DIRE DAWA STATION



Gallery N°11 : Dire Dawa station (C.F.E. period)

Gallery N°12 : Dire Dawa station (C.D.E. period)

Faced with considerable technical difficulties during construction, the Line would not go through Harrar as had been expected.

Emperor Menelik authorised the building of the first section's terminus at Addis-Harrar, which was reached in December 1902. In order to avoid confusion between Addis Ababa and Addis Harrar, the engineers of the Company named the station "Dire Daouah", after a neighbouring village.

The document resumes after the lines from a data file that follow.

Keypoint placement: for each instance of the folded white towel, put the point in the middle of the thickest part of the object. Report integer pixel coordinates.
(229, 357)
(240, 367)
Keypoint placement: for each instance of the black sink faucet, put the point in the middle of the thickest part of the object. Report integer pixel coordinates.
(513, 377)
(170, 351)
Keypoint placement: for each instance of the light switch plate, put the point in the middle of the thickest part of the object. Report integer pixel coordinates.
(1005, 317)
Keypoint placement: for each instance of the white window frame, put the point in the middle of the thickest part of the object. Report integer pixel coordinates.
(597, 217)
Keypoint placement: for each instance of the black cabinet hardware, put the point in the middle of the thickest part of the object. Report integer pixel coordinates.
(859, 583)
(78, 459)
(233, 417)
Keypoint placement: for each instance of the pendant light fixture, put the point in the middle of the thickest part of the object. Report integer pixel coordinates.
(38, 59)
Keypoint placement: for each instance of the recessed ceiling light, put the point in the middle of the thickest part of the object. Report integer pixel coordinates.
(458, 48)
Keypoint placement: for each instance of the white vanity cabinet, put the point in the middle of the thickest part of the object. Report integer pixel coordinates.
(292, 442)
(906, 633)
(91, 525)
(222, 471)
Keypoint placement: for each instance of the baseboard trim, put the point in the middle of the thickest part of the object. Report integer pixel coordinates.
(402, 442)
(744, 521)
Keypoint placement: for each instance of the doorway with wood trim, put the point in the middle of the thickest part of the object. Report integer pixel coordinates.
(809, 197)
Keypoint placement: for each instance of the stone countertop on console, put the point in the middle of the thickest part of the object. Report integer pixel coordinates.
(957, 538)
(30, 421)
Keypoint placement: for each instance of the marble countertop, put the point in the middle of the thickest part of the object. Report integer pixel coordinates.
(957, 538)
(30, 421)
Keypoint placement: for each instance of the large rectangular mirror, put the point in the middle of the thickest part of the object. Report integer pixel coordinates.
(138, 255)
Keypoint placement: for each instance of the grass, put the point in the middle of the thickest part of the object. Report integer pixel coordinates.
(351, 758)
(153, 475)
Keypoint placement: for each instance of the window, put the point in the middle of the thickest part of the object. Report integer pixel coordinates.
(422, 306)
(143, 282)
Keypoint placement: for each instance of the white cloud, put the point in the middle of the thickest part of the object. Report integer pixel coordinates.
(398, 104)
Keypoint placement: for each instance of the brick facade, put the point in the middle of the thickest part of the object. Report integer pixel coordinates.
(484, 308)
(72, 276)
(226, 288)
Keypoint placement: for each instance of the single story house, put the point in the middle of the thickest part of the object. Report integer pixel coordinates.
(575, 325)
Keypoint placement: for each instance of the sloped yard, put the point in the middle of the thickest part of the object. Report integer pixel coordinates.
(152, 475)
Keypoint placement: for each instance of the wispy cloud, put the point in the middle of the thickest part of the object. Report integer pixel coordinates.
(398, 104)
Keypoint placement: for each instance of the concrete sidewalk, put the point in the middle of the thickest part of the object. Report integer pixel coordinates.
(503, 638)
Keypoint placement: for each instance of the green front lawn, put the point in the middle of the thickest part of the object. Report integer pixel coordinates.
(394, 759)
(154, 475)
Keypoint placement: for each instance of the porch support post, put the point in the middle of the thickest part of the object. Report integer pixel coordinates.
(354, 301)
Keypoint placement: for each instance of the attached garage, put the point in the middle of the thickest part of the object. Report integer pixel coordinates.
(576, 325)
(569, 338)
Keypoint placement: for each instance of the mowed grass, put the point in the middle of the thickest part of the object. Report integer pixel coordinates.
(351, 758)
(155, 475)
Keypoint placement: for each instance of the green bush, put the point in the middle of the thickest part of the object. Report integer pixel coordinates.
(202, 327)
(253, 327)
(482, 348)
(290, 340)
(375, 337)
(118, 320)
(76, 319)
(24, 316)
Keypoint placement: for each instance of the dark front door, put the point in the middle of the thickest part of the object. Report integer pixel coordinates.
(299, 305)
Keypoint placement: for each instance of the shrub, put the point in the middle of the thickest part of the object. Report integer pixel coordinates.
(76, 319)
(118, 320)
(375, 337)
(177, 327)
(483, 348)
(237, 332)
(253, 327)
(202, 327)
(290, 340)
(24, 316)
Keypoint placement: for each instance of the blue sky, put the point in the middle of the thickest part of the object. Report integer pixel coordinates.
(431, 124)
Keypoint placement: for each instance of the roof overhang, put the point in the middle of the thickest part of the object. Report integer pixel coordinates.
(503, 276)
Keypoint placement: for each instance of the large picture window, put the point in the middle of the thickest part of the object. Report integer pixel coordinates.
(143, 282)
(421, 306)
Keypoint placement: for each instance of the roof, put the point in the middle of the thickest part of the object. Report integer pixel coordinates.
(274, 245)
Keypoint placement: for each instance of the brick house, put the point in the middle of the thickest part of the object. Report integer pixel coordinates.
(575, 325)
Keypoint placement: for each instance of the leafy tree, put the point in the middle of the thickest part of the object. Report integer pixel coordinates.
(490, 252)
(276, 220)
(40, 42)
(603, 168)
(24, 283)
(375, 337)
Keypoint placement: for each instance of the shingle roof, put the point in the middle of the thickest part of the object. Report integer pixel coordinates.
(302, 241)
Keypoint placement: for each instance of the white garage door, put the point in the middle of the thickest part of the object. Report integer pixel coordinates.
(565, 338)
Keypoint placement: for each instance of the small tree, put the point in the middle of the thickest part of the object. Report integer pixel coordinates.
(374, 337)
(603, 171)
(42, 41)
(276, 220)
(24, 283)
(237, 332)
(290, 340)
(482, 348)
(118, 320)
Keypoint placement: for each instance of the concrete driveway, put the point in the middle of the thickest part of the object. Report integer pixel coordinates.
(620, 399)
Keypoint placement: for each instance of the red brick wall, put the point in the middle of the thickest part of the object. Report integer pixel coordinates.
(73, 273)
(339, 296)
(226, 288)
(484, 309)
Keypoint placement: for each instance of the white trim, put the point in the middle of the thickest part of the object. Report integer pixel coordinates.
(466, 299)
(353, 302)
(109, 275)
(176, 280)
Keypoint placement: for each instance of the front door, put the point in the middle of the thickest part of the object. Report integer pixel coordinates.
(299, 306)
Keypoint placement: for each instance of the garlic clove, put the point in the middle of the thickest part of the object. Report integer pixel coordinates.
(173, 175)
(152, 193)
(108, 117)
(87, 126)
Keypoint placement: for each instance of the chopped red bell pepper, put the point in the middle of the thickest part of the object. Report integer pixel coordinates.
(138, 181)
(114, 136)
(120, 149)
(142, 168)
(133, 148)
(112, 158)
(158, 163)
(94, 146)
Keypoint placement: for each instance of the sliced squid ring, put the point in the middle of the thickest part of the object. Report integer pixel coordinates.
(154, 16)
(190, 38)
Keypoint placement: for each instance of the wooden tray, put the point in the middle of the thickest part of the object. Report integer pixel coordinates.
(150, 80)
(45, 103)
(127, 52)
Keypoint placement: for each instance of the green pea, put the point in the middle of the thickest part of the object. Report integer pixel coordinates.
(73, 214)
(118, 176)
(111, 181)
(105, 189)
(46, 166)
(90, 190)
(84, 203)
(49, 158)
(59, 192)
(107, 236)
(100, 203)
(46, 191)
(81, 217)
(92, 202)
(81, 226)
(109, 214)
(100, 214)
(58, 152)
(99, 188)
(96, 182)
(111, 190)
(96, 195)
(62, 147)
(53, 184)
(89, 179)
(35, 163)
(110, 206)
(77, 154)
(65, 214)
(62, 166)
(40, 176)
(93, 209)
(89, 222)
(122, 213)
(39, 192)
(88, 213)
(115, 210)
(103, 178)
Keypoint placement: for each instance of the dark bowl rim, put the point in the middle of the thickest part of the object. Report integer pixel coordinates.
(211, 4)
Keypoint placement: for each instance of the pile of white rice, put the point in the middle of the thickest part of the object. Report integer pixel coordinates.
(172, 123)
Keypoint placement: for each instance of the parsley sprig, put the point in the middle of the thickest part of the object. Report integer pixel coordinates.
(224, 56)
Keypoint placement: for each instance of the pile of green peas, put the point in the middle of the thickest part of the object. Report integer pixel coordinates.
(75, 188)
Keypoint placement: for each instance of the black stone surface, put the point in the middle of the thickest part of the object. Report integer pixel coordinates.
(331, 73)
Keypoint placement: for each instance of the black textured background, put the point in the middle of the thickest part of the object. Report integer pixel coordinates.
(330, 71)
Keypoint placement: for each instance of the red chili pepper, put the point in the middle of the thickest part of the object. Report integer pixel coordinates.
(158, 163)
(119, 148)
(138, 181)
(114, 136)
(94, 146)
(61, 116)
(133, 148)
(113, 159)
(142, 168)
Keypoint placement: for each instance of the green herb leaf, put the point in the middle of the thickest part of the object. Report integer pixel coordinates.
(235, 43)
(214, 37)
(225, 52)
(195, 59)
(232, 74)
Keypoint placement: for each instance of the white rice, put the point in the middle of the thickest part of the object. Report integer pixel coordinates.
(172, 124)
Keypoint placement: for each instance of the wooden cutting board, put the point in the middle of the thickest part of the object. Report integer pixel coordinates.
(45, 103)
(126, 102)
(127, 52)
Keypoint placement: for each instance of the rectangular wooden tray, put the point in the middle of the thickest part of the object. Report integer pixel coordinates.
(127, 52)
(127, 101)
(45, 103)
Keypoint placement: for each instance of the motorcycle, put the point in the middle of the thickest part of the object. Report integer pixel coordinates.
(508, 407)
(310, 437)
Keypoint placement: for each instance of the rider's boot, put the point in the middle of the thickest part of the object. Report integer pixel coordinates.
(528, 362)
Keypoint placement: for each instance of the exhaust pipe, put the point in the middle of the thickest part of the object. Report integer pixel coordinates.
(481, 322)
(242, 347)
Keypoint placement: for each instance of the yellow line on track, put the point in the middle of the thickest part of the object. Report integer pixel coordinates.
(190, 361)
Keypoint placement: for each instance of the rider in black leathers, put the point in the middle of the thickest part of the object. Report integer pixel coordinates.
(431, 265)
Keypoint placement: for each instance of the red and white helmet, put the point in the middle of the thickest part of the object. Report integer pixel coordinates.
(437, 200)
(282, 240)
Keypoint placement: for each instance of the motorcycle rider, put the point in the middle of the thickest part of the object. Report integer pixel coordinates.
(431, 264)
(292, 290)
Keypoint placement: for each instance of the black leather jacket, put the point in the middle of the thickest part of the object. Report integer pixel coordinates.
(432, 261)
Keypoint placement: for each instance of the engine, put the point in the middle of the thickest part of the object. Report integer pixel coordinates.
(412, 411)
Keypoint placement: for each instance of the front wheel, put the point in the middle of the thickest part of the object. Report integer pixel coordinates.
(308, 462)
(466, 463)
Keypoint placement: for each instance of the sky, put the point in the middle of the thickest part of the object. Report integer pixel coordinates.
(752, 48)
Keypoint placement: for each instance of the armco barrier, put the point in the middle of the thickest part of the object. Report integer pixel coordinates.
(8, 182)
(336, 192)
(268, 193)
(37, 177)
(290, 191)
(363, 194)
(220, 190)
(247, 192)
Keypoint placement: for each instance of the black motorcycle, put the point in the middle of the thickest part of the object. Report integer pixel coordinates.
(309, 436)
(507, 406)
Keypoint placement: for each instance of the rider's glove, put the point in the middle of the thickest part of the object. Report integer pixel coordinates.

During the Italian occupation the local Italian government decreed that signs at all stations on the Ethiopian line bore the Italian versions of their names. Therefore Dire-Dawa became known as "Dire-Daua". The British called it Dire Dawa, but on the front wall of the station the name still appears with its original French spelling of "Dire Daoua".

Originally built as a wooden structure, like the workshops, the station was demolished and rebuilt in 1910.

At the Dire Dawa complex were:

- Technical installations.
- General workshops: forge, foundry, boilerworks, carpentry…
- A diesel centre.
- Technical offices.
- An equipment depot.
- A supply warehouse.
- A service and repair area for passenger carriages and freight trucks.
- The Company hospital, for use by all the Company workers and their families.
- A nursing training centre for all the station dispensaries.
- A training centre for the use of all equipment.
- A technical training centre for the Company personnel.